Et cette certitude au fond de moi :

Je peux tout affronter.

Tant qu'il s'endort comme ça, contre moi.

6h. Bip. Étirements. Pompes. Abdos. Tractions.

Corps réveillé.

Esprit prêt.

Iseul dort encore quand je termine mon café.

Je le réveille avec un baiser sur le front.

Il ouvre les yeux, encore à moitié dans son rêve, mais sourit immédiatement.

— T'as bien dormi mon champion du monde ?

— Ouais... J'ai rêvé que Busan c'était sur un nuage.

— Alors t'as intérêt à t'entraîner à sauter haut.

Petit-déj. Habillage. Sac. Siège auto.

Tout roule.

Je prends mes clés, mon sac.

On descend. Il grimpe dans la voiture comme un pro, s'attache sans que je dise un mot.

— Prêt pour l'école ?

— Prêt pour tout !

Premier arrêt : chez Haejin.

Elle monte avec son gobelet de café et son sac trop grand pour la réalité.

— On dirait que t'as dormi plus que d'habitude, lance-t-elle à Iseul.

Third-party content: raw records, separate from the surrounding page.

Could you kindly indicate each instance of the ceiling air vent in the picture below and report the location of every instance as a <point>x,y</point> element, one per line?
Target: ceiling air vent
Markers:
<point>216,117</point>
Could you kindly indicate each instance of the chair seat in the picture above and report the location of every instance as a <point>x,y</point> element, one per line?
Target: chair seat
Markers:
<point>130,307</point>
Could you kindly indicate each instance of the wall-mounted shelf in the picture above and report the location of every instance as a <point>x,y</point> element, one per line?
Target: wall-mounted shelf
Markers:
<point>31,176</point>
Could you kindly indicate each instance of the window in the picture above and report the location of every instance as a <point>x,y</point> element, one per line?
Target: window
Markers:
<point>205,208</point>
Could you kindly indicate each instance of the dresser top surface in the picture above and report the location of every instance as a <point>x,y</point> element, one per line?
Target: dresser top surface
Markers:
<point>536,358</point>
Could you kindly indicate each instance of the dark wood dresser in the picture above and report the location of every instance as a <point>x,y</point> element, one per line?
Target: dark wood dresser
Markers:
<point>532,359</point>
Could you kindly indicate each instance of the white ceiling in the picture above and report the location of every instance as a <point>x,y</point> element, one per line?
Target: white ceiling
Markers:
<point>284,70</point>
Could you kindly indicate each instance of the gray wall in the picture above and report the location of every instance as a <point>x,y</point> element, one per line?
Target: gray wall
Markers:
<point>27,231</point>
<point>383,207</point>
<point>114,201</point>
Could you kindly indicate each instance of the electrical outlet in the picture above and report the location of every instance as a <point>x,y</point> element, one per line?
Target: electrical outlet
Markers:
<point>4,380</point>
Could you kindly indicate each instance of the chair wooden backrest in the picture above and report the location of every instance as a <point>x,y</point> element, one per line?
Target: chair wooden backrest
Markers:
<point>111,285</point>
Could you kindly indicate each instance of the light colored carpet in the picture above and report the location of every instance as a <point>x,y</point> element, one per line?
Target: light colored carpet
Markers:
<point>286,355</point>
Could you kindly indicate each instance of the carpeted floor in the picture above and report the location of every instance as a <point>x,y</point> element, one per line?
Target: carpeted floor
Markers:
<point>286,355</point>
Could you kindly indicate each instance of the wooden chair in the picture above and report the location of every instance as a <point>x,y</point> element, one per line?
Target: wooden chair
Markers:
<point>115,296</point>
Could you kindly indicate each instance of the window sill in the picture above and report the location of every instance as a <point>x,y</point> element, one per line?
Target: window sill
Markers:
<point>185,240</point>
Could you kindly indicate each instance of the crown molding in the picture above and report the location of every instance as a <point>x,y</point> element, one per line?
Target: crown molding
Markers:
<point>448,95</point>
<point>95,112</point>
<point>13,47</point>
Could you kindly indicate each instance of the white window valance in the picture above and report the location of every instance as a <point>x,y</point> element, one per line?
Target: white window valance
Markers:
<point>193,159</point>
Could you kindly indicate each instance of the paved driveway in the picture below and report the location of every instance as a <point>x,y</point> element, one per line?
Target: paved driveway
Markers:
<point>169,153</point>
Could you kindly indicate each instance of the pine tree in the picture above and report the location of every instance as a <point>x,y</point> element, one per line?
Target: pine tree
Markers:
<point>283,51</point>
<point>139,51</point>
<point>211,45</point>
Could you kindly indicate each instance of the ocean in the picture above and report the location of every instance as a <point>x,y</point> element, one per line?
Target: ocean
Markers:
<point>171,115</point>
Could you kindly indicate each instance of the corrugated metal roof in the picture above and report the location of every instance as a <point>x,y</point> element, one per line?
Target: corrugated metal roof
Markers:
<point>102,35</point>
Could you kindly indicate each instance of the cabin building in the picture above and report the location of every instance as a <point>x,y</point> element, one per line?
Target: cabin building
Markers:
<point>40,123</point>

— C'est parce que j'ai rêvé fort.

Deuxième arrêt : chez Somin.

Toujours impeccable, toujours en tailleur, elle monte dans la voiture comme si c'était une limousine.

— Vous sentez ? Ça sent la rentrée officielle dans l'enfer.

— On y va avec du parfum de fierté, corrige Haejin.

On rigole.

Et on roule.

On dépose Iseul à la maternelle.

Il sort de la voiture en trottinant, sac ourson sur le dos, puis revient en courant pour me faire un bisou.

— Bonne journée, eomma ! Et deviens une super médecin, ok ?

— Deal. Et toi, deviens un nuage de Busan.

Il rit.

Et file.

Nous, on remonte.

Direction Daehan.

La jungle dorée.

Et cette fois, je suis prête à y entrer le menton encore plus haut.